Langkah ini diambil menyusul beroperasinya sejumlah titik tambang secara terang-terangan tanpa mengindahkan regulasi hukum yang berlaku.
Ketua Umum SPMP, Bams, menyatakan bahwa keberadaan penambangan pasir dan tanah timbunan tanpa izin tersebut kini berada pada tahap yang sangat meresahkan.
Selain merusak lingkungan dan mengangkangi aturan, lalu lalang kendaraan pengangkut material tambang mulai mengancam keselamatan lalu lintas serta kesehatan masyarakat sekitar.
“Aktivitas tambang galian C ilegal ini sudah cukup mengkhawatirkan.

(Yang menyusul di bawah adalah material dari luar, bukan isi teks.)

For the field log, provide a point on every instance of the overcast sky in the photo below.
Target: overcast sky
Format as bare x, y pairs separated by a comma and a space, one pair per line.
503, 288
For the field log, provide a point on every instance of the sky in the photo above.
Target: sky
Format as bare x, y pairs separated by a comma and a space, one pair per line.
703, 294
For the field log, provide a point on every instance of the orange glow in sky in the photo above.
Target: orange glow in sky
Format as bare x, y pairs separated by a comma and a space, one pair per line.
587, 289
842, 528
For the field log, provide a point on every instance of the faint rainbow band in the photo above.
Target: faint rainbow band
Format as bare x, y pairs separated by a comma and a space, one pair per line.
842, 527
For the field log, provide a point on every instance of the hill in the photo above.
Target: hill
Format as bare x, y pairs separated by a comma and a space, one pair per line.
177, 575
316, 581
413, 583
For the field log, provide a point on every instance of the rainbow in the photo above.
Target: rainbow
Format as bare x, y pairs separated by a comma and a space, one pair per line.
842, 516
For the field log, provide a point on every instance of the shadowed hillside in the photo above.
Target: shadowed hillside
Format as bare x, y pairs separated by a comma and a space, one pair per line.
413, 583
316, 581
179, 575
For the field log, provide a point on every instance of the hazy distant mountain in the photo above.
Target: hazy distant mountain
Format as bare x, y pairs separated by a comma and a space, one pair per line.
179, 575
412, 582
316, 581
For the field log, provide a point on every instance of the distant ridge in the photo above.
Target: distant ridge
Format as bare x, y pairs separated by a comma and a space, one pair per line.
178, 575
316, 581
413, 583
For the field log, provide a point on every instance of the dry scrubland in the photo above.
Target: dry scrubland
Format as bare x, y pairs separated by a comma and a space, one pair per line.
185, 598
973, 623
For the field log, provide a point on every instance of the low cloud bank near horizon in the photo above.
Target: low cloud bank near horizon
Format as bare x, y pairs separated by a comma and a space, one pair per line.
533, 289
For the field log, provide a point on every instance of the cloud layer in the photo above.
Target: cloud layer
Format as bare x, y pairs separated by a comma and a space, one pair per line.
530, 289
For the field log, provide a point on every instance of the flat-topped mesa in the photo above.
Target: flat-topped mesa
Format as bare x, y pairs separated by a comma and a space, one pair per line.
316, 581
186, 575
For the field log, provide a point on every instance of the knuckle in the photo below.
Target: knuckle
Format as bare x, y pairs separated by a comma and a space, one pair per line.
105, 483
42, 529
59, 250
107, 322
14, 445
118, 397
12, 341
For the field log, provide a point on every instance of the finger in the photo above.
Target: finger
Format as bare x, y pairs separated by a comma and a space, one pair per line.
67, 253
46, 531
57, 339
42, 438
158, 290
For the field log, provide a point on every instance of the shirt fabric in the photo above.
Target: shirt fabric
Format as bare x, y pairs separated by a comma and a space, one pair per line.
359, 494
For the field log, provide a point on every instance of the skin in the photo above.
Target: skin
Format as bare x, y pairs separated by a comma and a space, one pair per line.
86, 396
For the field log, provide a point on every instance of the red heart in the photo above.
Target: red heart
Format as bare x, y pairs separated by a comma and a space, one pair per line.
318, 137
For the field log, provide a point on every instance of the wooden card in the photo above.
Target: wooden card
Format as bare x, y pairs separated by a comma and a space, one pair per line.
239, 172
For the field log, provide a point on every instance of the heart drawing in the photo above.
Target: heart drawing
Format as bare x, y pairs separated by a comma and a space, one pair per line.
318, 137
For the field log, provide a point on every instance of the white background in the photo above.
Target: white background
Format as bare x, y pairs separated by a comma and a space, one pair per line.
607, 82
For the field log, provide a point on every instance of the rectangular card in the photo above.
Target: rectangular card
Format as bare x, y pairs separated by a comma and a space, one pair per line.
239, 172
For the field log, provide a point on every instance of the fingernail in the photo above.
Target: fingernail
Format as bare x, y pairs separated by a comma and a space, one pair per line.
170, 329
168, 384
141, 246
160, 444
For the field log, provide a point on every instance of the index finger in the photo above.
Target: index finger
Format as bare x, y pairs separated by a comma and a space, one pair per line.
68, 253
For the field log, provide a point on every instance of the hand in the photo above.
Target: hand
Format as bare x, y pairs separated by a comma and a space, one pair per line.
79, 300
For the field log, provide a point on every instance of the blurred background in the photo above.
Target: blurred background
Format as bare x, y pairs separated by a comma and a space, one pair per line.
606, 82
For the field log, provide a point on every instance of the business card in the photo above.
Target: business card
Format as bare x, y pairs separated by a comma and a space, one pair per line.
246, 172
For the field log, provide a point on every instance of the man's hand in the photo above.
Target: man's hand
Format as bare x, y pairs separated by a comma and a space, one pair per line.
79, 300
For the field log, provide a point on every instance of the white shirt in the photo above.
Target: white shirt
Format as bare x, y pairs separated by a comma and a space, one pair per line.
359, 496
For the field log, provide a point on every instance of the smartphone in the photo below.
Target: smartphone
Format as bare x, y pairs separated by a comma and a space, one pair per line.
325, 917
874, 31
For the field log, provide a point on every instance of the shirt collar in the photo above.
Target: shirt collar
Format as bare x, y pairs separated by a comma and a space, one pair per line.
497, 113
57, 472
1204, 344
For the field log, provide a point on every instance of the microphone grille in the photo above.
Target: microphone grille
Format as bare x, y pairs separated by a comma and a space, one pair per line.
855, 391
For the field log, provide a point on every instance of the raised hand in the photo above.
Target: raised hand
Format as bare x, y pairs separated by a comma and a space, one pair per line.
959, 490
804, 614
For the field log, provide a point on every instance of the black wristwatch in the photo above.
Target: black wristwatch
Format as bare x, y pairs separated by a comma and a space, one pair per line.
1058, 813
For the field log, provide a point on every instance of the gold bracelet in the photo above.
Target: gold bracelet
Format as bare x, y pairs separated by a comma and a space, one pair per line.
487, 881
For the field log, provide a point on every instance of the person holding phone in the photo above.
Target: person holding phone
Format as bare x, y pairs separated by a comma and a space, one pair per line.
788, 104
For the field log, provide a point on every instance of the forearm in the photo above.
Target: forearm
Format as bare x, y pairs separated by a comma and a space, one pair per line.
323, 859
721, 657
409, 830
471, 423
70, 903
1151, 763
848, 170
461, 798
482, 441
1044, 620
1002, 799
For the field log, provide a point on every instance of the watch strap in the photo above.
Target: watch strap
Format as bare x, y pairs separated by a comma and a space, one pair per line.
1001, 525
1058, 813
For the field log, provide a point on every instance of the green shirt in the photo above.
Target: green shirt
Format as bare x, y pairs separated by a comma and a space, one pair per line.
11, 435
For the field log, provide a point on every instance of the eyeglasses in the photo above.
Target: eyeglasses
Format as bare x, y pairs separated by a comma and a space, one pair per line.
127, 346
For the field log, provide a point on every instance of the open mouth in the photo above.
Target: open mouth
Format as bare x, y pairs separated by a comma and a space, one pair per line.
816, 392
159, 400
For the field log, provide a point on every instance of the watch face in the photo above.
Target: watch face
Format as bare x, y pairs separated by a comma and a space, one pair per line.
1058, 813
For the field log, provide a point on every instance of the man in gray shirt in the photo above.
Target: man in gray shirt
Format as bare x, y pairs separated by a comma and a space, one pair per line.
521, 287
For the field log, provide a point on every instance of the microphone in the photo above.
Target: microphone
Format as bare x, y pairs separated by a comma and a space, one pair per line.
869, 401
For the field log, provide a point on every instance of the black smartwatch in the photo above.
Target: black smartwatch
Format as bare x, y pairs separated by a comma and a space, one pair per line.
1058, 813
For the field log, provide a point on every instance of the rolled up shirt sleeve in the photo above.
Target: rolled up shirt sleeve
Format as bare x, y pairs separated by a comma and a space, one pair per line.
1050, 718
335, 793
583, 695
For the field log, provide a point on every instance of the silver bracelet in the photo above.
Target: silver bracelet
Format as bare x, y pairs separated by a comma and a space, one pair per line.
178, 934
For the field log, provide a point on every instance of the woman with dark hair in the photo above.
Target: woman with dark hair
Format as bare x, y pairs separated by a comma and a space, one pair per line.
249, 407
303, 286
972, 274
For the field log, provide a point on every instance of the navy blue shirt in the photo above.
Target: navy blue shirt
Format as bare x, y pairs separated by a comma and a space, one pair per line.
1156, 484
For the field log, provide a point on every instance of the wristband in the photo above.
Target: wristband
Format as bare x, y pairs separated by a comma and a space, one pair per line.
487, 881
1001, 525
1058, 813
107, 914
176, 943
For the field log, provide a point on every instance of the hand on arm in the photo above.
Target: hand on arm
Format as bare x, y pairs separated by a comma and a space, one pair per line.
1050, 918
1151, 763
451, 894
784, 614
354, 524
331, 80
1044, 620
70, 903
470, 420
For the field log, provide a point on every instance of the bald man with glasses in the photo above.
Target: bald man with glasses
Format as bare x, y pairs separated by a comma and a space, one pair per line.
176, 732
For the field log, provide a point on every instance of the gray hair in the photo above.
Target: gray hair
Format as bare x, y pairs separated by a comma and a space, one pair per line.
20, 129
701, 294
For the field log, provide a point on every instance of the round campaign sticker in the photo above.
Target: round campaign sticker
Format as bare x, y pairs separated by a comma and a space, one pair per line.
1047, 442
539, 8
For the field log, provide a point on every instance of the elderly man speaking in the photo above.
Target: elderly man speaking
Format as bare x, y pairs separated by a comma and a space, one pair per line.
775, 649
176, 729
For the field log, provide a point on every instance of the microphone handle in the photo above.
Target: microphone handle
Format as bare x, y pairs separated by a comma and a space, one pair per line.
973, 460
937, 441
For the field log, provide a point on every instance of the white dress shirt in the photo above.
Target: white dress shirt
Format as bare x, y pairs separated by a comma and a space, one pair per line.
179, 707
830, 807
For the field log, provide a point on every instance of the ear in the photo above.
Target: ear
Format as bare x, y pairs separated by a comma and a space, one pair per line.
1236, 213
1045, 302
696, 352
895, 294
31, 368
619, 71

Mulai dari proses bongkar muat hingga pengangkutan material di jalan raya jelas membahayakan para pengguna jalan serta mengancam aspek kesehatan warga,” tegas Bams saat dikonfirmasi.
Atas kondisi yang dinilai memprihatinkan tersebut, SPMP mendesak Kapolres Takalar untuk segera turun tangan dan tidak membiarkan praktik korporasi ilegal terus beroperasi di wilayah hukumnya.
Pihaknya menuntut tindakan konkrit berupa penutupan lokasi tambang serta penyitaan armada dan alat berat yang digunakan para pelaku.
“Harusnya Kapolres Takalar bisa melihat fakta di lapangan dan segera mengambil tindakan tegas, seperti menutup operasional tambang dan menyita alat berat milik para penambang liar,” lanjutnya.
Bams menambahkan, dalam payung hukum pertambangan (Undang-Undang Minerba), setiap kegiatan penambangan tanpa izin resmi merupakan tindak pidana yang diancam dengan sanksi denda hingga hukuman penjara.
Oleh karena itu, SPMP memilih jalur formal dengan melaporkan langsung temuan ini ke kepolisian agar penegakan hukum dapat segera direalisasikan demi kepentingan umum.